Some clubs, we are sure, are plotting their next move. Talks on European and Global super leagues have been rumbling in the background for some time; but how many clubs have the commercial wherewithal or attractiveness or even clout to make it into those leagues if it is to be Europe’s ‘elite’ clubs who will extricate themselves from their ‘local’ counterparts? In our report findings, we describe the  set of circumstances which could meld togther to make this happen but the collegiate outcome of a super league does not apply to every club. There will be casualties.

So, what if a European Super League does not happen? What if the TV revenues stagnate, or even fall? Could the English clubs afford the luxuries of Pogba, Aguero, De Gea, Coutinho and Hazard or would the likes of Klopp and Guardiola gravitate to pastures new? Do the English teams run the risk of isolation given the wider political fallout from Brexit permeating through Europe’s corridors and boulevards of power?

Many may speculate that English players would come to the fore. However, England, as Scotland did in the 90s, has lost more than a generation of home-grown footballers in the face of foreign competition.
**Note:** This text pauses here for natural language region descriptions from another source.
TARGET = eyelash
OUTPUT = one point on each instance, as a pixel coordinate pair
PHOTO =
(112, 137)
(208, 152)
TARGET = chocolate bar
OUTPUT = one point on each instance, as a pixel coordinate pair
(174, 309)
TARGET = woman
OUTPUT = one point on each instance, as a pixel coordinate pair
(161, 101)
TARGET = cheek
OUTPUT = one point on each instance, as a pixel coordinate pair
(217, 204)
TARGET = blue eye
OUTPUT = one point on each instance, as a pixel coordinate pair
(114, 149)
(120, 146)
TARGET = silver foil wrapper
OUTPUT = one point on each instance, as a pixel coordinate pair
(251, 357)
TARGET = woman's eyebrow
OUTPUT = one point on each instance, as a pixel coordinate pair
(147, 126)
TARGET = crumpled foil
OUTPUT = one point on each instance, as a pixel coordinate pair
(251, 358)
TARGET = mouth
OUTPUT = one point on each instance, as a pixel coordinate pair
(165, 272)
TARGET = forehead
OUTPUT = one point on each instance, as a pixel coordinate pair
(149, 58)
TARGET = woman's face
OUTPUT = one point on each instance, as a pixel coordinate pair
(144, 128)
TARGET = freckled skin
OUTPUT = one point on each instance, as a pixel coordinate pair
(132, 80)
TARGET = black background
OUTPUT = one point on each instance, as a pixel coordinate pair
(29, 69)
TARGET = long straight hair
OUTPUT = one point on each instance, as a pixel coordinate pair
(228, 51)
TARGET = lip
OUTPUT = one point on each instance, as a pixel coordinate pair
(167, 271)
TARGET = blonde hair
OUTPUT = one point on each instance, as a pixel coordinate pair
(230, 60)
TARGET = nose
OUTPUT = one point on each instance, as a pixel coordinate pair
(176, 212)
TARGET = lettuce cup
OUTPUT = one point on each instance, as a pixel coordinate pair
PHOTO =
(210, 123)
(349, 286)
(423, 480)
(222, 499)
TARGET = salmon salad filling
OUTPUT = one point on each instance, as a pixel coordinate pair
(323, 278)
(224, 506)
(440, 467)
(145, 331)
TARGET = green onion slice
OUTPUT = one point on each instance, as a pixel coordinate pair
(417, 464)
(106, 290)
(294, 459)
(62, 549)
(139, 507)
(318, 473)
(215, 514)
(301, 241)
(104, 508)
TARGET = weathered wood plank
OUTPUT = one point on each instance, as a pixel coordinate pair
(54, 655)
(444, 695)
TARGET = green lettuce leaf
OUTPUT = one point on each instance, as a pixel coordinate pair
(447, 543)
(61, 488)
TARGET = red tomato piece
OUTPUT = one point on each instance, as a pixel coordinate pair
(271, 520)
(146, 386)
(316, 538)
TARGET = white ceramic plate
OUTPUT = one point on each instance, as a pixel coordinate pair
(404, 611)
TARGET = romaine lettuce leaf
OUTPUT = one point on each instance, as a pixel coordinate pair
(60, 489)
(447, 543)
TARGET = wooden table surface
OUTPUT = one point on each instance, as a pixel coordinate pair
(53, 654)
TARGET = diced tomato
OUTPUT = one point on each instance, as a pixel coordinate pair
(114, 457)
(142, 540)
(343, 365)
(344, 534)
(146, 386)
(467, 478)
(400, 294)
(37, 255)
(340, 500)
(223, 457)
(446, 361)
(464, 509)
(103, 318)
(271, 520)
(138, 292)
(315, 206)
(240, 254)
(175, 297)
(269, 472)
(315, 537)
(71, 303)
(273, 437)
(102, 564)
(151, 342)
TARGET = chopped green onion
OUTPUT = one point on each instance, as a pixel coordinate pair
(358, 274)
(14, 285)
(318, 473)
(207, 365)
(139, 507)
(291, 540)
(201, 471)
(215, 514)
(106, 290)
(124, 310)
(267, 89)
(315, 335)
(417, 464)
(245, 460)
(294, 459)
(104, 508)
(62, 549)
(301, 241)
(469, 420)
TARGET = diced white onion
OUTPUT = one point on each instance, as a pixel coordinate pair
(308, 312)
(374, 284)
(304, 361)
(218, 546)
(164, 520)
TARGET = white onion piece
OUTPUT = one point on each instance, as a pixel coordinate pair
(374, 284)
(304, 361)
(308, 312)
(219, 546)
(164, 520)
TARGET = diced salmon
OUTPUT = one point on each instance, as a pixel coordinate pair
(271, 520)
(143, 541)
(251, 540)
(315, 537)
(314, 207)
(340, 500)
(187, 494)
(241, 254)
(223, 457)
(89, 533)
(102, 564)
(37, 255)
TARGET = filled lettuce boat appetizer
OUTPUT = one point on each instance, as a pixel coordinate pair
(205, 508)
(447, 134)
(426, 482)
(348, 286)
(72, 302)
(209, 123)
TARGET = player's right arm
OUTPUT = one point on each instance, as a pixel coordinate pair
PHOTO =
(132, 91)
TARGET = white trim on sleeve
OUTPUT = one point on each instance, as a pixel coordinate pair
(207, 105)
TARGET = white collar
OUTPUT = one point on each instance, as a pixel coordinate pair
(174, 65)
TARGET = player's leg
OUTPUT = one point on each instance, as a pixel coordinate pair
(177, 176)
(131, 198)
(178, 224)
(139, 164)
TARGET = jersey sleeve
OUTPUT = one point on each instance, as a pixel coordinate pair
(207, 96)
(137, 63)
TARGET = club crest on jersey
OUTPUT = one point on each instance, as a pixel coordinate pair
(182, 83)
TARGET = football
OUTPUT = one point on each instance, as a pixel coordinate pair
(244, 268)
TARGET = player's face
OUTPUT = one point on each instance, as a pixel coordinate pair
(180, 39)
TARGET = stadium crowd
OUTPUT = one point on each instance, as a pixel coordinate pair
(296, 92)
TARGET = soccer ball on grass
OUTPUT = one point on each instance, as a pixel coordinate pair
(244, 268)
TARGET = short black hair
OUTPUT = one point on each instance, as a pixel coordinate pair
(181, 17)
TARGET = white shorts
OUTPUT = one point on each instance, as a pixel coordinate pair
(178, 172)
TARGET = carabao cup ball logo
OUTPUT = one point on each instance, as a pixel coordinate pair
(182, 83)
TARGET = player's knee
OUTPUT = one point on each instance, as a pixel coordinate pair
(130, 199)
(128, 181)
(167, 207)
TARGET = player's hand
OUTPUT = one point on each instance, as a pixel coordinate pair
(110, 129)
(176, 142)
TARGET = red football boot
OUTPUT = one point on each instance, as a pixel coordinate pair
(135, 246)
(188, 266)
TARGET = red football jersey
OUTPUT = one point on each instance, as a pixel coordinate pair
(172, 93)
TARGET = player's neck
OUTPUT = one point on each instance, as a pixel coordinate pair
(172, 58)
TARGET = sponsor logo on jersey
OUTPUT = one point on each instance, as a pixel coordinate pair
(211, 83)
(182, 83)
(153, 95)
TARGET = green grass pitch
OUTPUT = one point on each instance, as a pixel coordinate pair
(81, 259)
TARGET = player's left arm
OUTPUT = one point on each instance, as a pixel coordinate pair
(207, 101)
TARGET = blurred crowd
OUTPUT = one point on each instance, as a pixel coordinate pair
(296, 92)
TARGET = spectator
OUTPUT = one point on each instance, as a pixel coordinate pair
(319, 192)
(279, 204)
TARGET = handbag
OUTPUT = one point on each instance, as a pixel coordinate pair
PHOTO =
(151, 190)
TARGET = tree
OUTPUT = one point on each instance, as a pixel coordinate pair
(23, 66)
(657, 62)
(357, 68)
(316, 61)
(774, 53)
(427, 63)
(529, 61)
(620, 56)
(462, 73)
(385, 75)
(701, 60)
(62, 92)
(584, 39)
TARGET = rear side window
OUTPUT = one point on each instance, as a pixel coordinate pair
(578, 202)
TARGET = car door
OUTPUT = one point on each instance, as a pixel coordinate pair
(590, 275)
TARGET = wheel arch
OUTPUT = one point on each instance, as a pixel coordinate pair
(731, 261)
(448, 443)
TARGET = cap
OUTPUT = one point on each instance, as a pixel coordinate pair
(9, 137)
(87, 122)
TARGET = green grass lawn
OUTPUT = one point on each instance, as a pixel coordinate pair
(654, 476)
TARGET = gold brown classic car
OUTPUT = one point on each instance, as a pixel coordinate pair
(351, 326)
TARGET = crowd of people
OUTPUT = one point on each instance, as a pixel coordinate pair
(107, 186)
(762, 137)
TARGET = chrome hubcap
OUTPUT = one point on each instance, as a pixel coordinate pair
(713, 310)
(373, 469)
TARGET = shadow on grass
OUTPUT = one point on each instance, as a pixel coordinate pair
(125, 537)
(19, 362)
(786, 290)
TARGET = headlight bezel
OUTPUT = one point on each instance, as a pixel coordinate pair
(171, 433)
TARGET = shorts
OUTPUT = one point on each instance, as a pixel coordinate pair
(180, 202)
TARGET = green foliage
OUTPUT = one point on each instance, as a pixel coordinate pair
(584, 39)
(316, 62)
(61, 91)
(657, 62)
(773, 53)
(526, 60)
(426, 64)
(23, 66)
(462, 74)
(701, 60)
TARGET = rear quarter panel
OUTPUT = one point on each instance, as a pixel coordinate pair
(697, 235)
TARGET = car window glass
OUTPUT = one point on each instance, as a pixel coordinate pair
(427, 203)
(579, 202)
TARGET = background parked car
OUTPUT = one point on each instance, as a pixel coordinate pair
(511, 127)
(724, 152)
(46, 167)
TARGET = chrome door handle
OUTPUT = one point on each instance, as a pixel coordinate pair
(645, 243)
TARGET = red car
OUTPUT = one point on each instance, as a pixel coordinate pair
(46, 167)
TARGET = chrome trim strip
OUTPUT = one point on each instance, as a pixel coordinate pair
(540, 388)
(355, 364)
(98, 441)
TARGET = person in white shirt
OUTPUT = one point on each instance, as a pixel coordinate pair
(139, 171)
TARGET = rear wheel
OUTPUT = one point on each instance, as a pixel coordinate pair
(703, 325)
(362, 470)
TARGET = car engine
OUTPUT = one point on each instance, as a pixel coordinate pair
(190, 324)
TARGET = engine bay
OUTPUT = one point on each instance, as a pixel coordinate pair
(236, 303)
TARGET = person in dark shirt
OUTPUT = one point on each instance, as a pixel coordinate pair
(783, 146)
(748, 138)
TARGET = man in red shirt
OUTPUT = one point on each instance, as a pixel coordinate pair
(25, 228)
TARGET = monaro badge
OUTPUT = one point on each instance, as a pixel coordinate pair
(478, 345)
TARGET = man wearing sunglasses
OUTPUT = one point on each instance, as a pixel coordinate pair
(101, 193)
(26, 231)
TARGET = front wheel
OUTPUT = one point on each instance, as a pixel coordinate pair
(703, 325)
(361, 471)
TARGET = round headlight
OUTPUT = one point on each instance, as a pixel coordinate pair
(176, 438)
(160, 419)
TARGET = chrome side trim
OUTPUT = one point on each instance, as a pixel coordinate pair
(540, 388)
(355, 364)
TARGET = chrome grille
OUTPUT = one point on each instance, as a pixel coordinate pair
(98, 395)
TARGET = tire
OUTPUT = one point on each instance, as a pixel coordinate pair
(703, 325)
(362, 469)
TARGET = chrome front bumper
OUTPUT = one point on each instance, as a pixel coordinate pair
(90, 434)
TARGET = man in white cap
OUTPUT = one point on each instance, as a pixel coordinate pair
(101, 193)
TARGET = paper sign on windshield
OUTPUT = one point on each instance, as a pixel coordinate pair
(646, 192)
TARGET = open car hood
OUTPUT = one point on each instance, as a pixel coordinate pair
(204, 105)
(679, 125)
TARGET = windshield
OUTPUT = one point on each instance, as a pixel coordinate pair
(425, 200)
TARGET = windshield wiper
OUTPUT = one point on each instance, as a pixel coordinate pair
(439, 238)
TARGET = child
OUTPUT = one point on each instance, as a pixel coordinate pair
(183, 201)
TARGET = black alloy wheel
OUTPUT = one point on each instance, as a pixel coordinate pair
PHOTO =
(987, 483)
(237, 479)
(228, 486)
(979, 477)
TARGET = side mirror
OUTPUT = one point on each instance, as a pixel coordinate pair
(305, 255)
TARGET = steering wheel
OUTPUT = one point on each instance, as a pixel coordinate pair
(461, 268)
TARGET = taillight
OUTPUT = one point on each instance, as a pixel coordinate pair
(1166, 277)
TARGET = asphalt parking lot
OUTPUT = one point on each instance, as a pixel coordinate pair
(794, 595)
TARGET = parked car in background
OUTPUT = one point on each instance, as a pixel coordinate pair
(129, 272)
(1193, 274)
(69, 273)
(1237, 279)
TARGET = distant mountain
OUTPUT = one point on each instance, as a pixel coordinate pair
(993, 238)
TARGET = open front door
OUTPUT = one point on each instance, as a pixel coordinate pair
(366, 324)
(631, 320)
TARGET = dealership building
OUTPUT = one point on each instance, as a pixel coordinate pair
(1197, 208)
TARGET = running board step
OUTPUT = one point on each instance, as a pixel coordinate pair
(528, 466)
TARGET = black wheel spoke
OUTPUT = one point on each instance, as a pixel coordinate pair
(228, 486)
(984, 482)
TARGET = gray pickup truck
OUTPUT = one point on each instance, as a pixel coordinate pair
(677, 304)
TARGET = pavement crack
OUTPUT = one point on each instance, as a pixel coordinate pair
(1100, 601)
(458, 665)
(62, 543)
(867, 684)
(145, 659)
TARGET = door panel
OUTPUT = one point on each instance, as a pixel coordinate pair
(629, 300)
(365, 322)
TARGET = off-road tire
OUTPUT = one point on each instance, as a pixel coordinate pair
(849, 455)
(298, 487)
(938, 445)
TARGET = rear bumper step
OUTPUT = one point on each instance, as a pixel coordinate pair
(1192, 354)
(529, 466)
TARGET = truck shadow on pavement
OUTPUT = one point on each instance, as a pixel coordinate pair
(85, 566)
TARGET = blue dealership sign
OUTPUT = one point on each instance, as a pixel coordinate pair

If the financial picture were to darken, the residual and local talent won’t match the skills of the departing mercenaries as they head back to foreign shores. It takes a long, long time to recover … Scottish club football still struggles to make an impact on the European stage with the occasional exception of Celtic’s Champions League forays into the last 16 teams whilst the current national team is more of a symbolic asset rather than a competitive force. Could English football, the home of the beautiful game, also become another footballing backwater? It does seem highly likely….

Perhaps the joke cruelly applied to Rangers and their demise “the police are investigating whether a pound thrown on the park at Ibrox was a missile or simply another take-over bid” could also be aimed at several very big clubs south of the border if they don’t take heed of the risks ahead.